Una trayectoria alternativa, aunque no excluyente, enfoca esta tecnología como una herramienta para la sanación y la memoria colectiva. Psicólogos y terapeutas podrían utilizar simulaciones controladas para ayudar a los pacientes a procesar duelos traumáticos, permitiéndoles tener conversaciones "finales" en un entorno seguro. Las familias podrían construir archivos interactivos privados, donde las futuras generaciones no solo vean fotos de sus antepasados, sino que puedan "preguntarles" sobre sus vidas, creando un puente vivencial con el pasado.
A nivel social, la capacidad de recrear eventos históricos, como ya se hizo con el terremoto de Valdivia, podría transformar la educación y la museografía. Ya no leeríamos sobre la historia; podríamos caminar por una simulación de ella. Sin embargo, esto también conlleva el riesgo de la reescritura histórica a la carta, donde las simulaciones se ajusten a narrativas ideológicas, difuminando la frontera entre el documento y la propaganda.
Nos adentramos en un vacío legal y ético. La pregunta fundamental es: ¿quién tiene soberanía sobre la identidad digital de un fallecido? ¿La familia? ¿La empresa que posee la tecnología? ¿El propio individuo a través de un "testamento digital"? El caso de "Papa" Jake Larson, el veterano de guerra que acumuló un vasto legado en TikTok, es emblemático. Su "persona" digital, construida a través de miles de interacciones, ahora existe independientemente de él. ¿Debería ser preservada como un archivo estático o podría ser utilizada para generar nuevos "story times" que él nunca contó?

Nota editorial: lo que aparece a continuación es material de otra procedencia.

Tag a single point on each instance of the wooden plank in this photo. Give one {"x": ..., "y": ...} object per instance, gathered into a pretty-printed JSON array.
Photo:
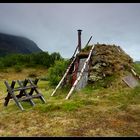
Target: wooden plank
[
  {"x": 13, "y": 96},
  {"x": 80, "y": 75},
  {"x": 9, "y": 95},
  {"x": 64, "y": 76},
  {"x": 30, "y": 97},
  {"x": 26, "y": 94}
]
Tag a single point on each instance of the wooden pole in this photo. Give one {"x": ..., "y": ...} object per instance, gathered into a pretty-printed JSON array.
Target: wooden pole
[
  {"x": 80, "y": 75},
  {"x": 63, "y": 77}
]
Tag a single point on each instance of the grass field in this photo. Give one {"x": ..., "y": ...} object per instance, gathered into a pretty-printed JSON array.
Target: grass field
[{"x": 113, "y": 111}]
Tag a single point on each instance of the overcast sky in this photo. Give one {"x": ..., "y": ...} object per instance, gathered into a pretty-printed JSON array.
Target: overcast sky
[{"x": 53, "y": 26}]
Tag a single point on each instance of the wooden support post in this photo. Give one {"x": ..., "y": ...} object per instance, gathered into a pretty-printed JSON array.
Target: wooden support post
[
  {"x": 80, "y": 75},
  {"x": 67, "y": 71},
  {"x": 13, "y": 95},
  {"x": 9, "y": 95},
  {"x": 26, "y": 94}
]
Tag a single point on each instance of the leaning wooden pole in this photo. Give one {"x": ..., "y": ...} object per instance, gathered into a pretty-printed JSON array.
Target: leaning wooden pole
[
  {"x": 80, "y": 75},
  {"x": 63, "y": 77}
]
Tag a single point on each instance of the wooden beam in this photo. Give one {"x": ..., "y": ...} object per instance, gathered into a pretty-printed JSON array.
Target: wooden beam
[{"x": 80, "y": 75}]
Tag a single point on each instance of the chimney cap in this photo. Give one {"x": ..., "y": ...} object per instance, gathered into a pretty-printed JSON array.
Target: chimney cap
[{"x": 79, "y": 30}]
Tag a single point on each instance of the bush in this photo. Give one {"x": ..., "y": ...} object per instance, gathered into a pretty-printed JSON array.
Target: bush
[
  {"x": 18, "y": 68},
  {"x": 56, "y": 72}
]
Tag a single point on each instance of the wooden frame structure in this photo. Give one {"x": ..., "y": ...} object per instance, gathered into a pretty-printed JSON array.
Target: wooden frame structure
[{"x": 23, "y": 95}]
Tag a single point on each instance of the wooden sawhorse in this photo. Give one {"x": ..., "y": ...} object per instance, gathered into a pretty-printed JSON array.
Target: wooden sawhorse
[{"x": 25, "y": 85}]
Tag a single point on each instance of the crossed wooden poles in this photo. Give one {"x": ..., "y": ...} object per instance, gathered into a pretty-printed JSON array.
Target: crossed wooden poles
[{"x": 23, "y": 95}]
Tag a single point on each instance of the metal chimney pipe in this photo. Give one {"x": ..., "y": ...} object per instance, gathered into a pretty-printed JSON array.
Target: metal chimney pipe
[{"x": 79, "y": 39}]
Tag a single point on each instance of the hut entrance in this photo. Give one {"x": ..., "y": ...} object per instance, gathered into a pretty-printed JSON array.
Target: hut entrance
[{"x": 78, "y": 68}]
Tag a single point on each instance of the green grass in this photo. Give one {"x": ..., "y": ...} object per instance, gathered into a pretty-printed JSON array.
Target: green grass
[{"x": 92, "y": 111}]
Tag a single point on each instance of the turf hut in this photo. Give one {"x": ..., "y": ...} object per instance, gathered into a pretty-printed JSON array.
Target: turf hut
[{"x": 99, "y": 63}]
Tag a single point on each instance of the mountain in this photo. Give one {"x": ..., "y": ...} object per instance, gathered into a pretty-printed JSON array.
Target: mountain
[{"x": 16, "y": 44}]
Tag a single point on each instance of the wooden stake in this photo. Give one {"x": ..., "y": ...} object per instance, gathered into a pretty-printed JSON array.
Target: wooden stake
[{"x": 80, "y": 75}]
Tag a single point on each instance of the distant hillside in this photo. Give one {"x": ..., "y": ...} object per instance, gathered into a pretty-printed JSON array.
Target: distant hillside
[{"x": 15, "y": 44}]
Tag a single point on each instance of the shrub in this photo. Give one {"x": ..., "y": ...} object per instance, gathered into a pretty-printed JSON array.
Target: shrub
[{"x": 18, "y": 68}]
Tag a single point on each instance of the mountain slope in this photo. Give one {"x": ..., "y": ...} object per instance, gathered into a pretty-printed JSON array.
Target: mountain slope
[{"x": 15, "y": 44}]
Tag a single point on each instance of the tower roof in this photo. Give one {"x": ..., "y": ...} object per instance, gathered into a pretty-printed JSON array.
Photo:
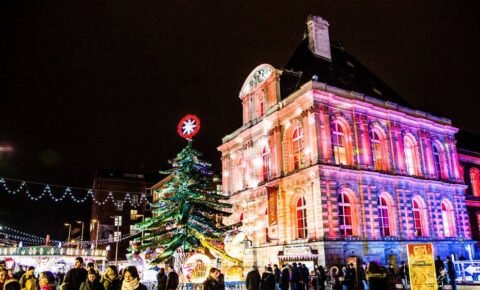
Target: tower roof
[{"x": 342, "y": 70}]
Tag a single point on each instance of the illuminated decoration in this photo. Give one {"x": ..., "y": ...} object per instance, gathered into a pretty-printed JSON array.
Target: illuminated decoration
[
  {"x": 196, "y": 267},
  {"x": 354, "y": 173},
  {"x": 45, "y": 258},
  {"x": 235, "y": 244},
  {"x": 188, "y": 126},
  {"x": 52, "y": 251},
  {"x": 36, "y": 240},
  {"x": 186, "y": 215},
  {"x": 256, "y": 78},
  {"x": 234, "y": 273},
  {"x": 87, "y": 194}
]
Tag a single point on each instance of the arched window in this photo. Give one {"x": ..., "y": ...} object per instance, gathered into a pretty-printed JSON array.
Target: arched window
[
  {"x": 345, "y": 215},
  {"x": 302, "y": 232},
  {"x": 475, "y": 181},
  {"x": 267, "y": 238},
  {"x": 261, "y": 104},
  {"x": 411, "y": 157},
  {"x": 448, "y": 219},
  {"x": 438, "y": 160},
  {"x": 339, "y": 143},
  {"x": 419, "y": 218},
  {"x": 384, "y": 217},
  {"x": 266, "y": 163},
  {"x": 297, "y": 146},
  {"x": 379, "y": 150}
]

La legislación futura deberá abordar conceptos radicalmente nuevos como la "personalidad digital póstuma" y el "derecho al olvido digital" para los muertos. Sin un marco claro, el riesgo de explotación, suplantación de identidad y manipulación emocional es inmenso. El duelo, un proceso psicológico fundamental para la aceptación de la pérdida, podría ser interrumpido indefinidamente, creando una sociedad de individuos anclados a fantasmas digitales, incapaces de seguir adelante. Las reflexiones del hijo de Robin Williams, Zak, sobre el carácter no lineal del duelo, adquieren una nueva dimensión: ¿cómo se procesa la pérdida cuando la presencia, aunque artificial, es persistente y accesible con un clic?

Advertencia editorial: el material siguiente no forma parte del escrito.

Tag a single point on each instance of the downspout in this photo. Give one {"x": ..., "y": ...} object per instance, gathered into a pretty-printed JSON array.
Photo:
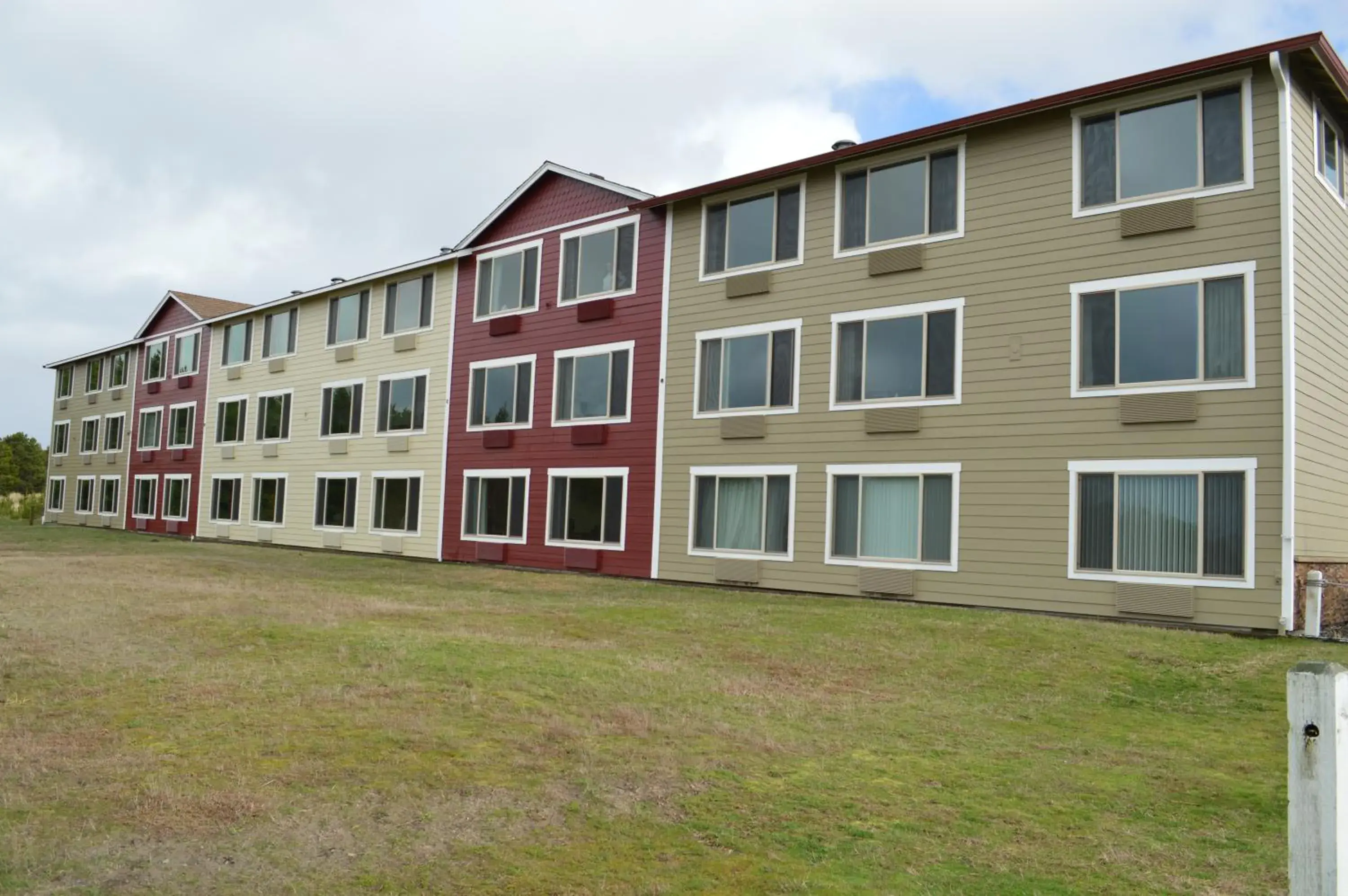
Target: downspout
[{"x": 1288, "y": 574}]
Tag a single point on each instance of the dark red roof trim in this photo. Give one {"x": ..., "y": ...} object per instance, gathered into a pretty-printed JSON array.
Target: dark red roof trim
[{"x": 1316, "y": 42}]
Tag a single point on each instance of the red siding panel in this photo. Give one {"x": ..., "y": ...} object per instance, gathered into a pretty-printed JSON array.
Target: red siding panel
[{"x": 637, "y": 317}]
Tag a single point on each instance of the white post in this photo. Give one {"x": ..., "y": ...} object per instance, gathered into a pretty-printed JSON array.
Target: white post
[
  {"x": 1317, "y": 779},
  {"x": 1315, "y": 600}
]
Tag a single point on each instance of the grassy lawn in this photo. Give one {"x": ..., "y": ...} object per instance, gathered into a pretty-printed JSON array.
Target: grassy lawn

No nos dirigimos a un único futuro, sino a un espectro de posibilidades que se negociarán en los próximos años. La tendencia dominante es la inevitable integración de estas herramientas en nuestros rituales de memoria y duelo. Se volverá tan común como hoy lo es revisar fotografías o videos antiguos. El mayor riesgo reside en una comercialización desregulada que priorice el engagement y el beneficio sobre el bienestar psicológico y la dignidad póstuma.

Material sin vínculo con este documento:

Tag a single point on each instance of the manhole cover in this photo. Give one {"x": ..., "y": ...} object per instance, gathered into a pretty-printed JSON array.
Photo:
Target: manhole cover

La oportunidad latente, sin embargo, es significativa. Si se diseñan conscientemente, estas tecnologías podrían aumentar nuestra capacidad de recordar, honrar y aprender del pasado, sin sustituir el proceso humano esencial de aceptar la pérdida. La pregunta que queda abierta para cada individuo, y para la sociedad en su conjunto, es qué tipo de ancestros digitales queremos ser. ¿Un eco fiel de nuestra vida o un fantasma maleable en la máquina, cuyo legado puede ser editado, vendido y reescrito para siempre?